Why is a non-planar graph still non-planar after subdividing it?

Question

A graph $H$ is said to be a subdivision of a graph $G$ if $H$ can be obtained from G by successively deleting an edge in $G$, and replacing that edge with a length 2 path (whose central vertex was not originally part of $G$). I have learnt that if $G$ is non-planar, any subdivision $H$ of $G$ is non-planar as well. However, I am not seeing this. For example, if 2 edges cross at a certain point, it seems we could subdivide both of these edges along the point at which they intersect, such that these edges no longer violate planarity. This doesn't seem precluded by the definition of a subdivision, as the definition says we can cut a sequence of edges for each subdivision, so when it talks about the vertices not being in $G$, neither of the central vertices we have added in these paths were in $G$, even though these central vertices coincide. Could someone explain why my "Counterexample" isn't really a counterexample, and why any subdivision of $G$ would be planar on a more formal level?

Answer 1

Your counterexample is not a counterexample for two reasons.
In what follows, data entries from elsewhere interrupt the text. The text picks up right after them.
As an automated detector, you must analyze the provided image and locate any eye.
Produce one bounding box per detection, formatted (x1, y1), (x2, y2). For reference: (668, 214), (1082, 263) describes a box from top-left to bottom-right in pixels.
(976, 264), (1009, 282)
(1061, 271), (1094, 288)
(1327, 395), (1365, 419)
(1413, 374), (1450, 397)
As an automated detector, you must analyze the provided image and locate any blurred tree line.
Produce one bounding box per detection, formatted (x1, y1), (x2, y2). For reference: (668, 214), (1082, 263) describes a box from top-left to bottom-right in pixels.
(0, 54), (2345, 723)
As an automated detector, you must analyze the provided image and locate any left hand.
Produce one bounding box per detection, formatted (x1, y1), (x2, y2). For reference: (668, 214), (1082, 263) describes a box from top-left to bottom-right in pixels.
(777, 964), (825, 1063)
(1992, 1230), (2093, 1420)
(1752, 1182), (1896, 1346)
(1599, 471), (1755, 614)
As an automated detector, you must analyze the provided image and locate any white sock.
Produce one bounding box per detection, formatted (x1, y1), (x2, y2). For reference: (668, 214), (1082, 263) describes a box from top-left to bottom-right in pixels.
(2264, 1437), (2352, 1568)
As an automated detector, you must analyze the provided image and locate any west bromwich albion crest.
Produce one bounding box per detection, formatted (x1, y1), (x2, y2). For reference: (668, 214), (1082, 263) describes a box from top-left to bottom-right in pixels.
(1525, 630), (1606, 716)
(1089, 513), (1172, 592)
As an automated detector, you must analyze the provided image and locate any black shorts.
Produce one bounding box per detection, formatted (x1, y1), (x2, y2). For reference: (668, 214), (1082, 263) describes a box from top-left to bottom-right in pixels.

The first is that the statement "if $G$ is planar, any subdivision $H$ of $G$ is planar as well" does not imply the statement "if $G$ is non-planar, every subdivision $H$ of $G$ is non-planar as well". The second is that if we have two edges $e_1$ and $e_2$ that intersect, we would add two vertices when subdividing them, one for $e_1$ and one for $e_2$. In your counterexample, you seem to assume that these vertices are the same when, in fact, they are distinct!